# PE Test



## chess5329 (Oct 27, 2010)

Well at this time nervous are going in high mode, but ready or not I'm packing the material and have it ready for Friday. Im taking tomorrow off to relax and right now will enjoy the rest of today with my family specially with my 1 year old baby girl. This is a great forum and I really appreciate all you guys efforts and comments.

Good night and good luck on Friday to all of you!!!!!


----------



## pmblair (Oct 27, 2010)

I am getting there, i only got in two months study time for structural depth, just had my first child 6 months ago.

.... but im starting to feel more comfortable.

I wish i had a few more days...and a few more codes specifically pci, and aashto,... but i think i will do a little more study am early tomorrow and then sit it down.

Good luck


----------



## civilized_naah (Oct 27, 2010)

pmblair said:


> ... but i think i will do a little more study am early tomorrow and then shit it down.


You want to edit that, or leave it as it is?


----------



## PEin2010 (Oct 27, 2010)

civilized_naah said:


> pmblair said:
> 
> 
> > ... but i think i will do a little more study am early tomorrow and then shit it down.
> ...


----------



## pmblair (Oct 28, 2010)

OMG i am so fried... thats it im done... calling it quits.....

Good luck

friday


----------



## maximus808 (Oct 28, 2010)

Hey guys, yep my studying is just about done. I packed up all my books and binders, straight edge, calculators, etc. I'll go over the NCEES check list again but tomorrow me and a couple of my co-workers who's taking the exam will visit the test site just to see what to expect. This is my second time taking it (transportation depth.) The first time, I came real close (got 52 points out of 80) I believe...the myth is 56 is passing. The first exam was definitely an eye opener in which I had to change my study methods and habits. I got more material and improved on all the areas I needed to. One thing I realized during the first exam was that a lot of passing this exam is how much you know, not where to look for the equations or sample problems. Although the exam will be different this time, I made sure I knew how to do all the problems I may have missed from the first exam. So hopefully we all can get past this mystical passing score of 56, 57, 54, or whatever it is  Good luck guys.


----------



## sac_engineer (Oct 28, 2010)

maximus808 said:


> Hey guys, yep my studying is just about done. I packed up all my books and binders, straight edge, calculators, etc. I'll go over the NCEES check list again but tomorrow me and a couple of my co-workers who's taking the exam will visit the test site just to see what to expect. This is my second time taking it (transportation depth.) The first time, I came real close (got 52 points out of 80) I believe...the myth is 56 is passing. The first exam was definitely an eye opener in which I had to change my study methods and habits. I got more material and improved on all the areas I needed to. One thing I realized during the first exam was that a lot of passing this exam is how much you know, not where to look for the equations or sample problems. Although the exam will be different this time, I made sure I knew how to do all the problems I may have missed from the first exam. So hopefully we all can get past this mystical passing score of 56, 57, 54, or whatever it is  Good luck guys.
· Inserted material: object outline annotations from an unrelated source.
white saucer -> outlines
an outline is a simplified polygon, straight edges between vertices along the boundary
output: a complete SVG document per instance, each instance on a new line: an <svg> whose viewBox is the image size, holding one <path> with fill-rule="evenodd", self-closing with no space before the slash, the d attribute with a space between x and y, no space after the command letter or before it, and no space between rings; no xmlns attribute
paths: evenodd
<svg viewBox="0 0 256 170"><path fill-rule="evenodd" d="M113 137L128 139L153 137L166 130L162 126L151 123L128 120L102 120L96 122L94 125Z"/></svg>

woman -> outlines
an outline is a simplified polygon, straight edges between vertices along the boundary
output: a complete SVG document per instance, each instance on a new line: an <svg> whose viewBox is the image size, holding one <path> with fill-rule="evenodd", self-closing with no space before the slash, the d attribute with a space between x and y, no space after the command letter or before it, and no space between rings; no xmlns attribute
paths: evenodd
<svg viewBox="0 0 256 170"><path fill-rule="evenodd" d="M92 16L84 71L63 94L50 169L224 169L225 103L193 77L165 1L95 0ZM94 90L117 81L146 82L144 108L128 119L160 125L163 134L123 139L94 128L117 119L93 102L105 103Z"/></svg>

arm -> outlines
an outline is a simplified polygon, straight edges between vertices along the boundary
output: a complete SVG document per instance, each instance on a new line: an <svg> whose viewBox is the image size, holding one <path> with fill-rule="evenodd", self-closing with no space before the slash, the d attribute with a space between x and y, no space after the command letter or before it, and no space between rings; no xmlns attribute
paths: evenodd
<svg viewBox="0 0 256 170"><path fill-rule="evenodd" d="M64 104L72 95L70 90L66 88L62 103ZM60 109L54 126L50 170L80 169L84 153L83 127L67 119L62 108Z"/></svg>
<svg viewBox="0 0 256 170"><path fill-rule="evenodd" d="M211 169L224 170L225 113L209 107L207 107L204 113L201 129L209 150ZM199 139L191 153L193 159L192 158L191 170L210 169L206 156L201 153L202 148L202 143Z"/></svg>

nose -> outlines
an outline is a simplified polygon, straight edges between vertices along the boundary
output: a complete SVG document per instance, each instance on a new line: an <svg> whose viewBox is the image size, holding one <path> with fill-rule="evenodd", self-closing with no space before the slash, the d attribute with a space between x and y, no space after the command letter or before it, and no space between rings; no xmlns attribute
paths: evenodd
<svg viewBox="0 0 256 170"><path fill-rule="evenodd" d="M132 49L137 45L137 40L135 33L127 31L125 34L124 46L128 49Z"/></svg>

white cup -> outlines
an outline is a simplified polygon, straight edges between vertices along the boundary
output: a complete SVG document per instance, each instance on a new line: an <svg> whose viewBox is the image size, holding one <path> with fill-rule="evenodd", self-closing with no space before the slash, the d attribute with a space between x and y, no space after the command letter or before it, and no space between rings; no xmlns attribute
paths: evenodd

Good job maximus. Glad you realized that there are not shortcuts in passing the exam. It is indeed what you know and how to properly solve the problem rather than just plugging numbers in an equation. Your confidence in knowing the material will outweigh any anxieties especially while you're breezing through the exam.

Good luck!


----------



## maximus808 (Oct 28, 2010)

thanks Sac! Today is the relaxing day. Maybe go to the beach and simply do things other than exam related  Good luck to you all!


----------